Posted: January 16, 2020 | By: Malcolm Strand Tagged: Blog

The seventh Democratic debate has come and gone through Iowa; but until Feb. 4, national reporters and journalists are setting up shop in Des Moines and around the state to cover the impending caucuses. As a freshman, the last week for me has largely been spent working with CNN; so while I do have plenty to talk about there, I’m first interested in the wild weather whipping through Polk County the last few weeks.

When I first arrived on the Drake campus on Jan 6, it was a surprisingly warm 43 degrees. This shocked me, as I had just come from North Dakota – a primal region in the upper-Midwest where it rarely goes above zero for months. As it was 40 degrees warmer than back home, I felt like wearing a t-shirt outside! If this is what it’ll be for the next three weeks, I’ll be living in a paradise! I thought to myself.

And with that jubilation, I promptly jinxed myself, along with the rest of the city. 

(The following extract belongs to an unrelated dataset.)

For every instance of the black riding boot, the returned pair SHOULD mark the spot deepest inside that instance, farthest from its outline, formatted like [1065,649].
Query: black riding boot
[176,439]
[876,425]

It has only been ten days since my return to Iowa, but – as far as the weather has been concerned – it’s felt more like thirty. Day by day, Mother Nature has ravaged the area with 60-degree temperatures, 10-degree temperatures, violent cool wind, icy cold gusts, rain, sleet, snow, and freezing rain all wrapped together in a torrential nightmare that has surprised Iowans and coastal journalists alike.

By far the strangest chain of events began last Wednesday. It was my first day on the job at CNN, and the weather was overcast with chilly temperatures in the 20s. While it was by no means the pleasant 60 I felt two days prior, it also wasn’t below zero.

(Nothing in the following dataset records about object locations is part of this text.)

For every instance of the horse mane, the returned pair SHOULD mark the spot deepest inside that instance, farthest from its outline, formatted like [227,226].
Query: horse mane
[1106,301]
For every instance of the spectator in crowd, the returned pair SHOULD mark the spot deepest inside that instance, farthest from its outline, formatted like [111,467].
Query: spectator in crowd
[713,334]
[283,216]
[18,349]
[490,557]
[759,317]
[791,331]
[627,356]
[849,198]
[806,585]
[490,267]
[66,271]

The next day began a bizarre flip-flop. In contrast to the 8th’s relatively normal January day, the 9th swung 45 degrees towards a warm, sunny, 65-degree day. Consequently, it was also a gusty day due to the massive changes in temperature.

The following day saw a return to frigid sub-freezing temperatures. The wind strangely died down before it started raining – and then sleeting – and then raining ice – and then snowing – all in one day. I woke up the following morning with 3-4 inches on the ground, where it has remained ever since.

As I struggled to keep up with the ridiculous weather, I soon became caught up in the whirlwind that caucus season has come to be in Iowa. It soon led me to reflect on the two climates – weather and political. January in Iowa right now has had some crazy weather, and I’m sure that –with another impending snowstorm and windchill advisory – we’re not out of the tunnel just yet. Politically, I would argue that this election cycle has been the most unpredictable cycle in recent memory – and there’s still almost three weeks to go before the first votes are tallied. While I don’t at all argue that the two climates are correlated, it is interesting to think that, just as Iowa’s weather gets more chaotic, so too can Iowa’s political scene.